Structural similarity to XChem’s functionally diverse fragments and SpotXplorer library was evaluated using ECFP4 molecular fingerprints and Tanimoto’s coefficient (Tc) using Pipeline Pilot. The maximal similarity was reported for each versatile PDB fragment for the two compared sets.

Chemical scaffolds in the versatile PDB fragments were identified following the Bemis and Murcko approach (Bemis and Murcko, 1996) implemented in ADMET predictor (ADMET Predictor, Simulations Plus, Inc., Lancaster, California, United States). Fragments were standardized, neutralized, then classified using the option “Frameworks”.

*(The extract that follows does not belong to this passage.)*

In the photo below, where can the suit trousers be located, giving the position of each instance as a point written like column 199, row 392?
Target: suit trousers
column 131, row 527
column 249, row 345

How the versatile PDB fragments populate the chemical space defined by the commercial fragments libraries was investigated by projecting the versatile PDB fragments in the published GTM map (Revillo Imbernon et al., 2022). Fragments were standardized using Standardizer (v16.10.17.0; ChemAxon Ltd.) and transformed into IIAB (2–4)_cycle ISIDA descriptors using ISIDA/Fragmentor (v.2019, Faculté de Chimie, Université de Strasbourg, France). The map was explored using GTM tools (Kireeva et al., 2012).

The versatile PDB fragments were searched in the drug-like collection of on-the-shelf commercially available compounds (Perebyinis and Rognan, 2022) and in Drugbank (Wishart et al., 2018). Compound standardization and substructure search were performed using RDKit (RDKit: Open-source cheminformatics, https://www.rdkit.org, https://doi.org/10.5281/zenodo.7415128). The molecules were neutralized, and their canonical tautomeric state was determined. The substructure search was performed using the fragment as the substructure query, and the commercial library or DrugBank compounds as the target. The chirality of both the query and the target were considered during the search. The contribution of each fragment to its corresponding superstructure was determined as the fraction of bonds in the query, over the number of bonds in the target. The result of the search was considered an exact match if the ratio between the number of bonds in the query and the target was equal to 1, otherwise it was considered as a substructure.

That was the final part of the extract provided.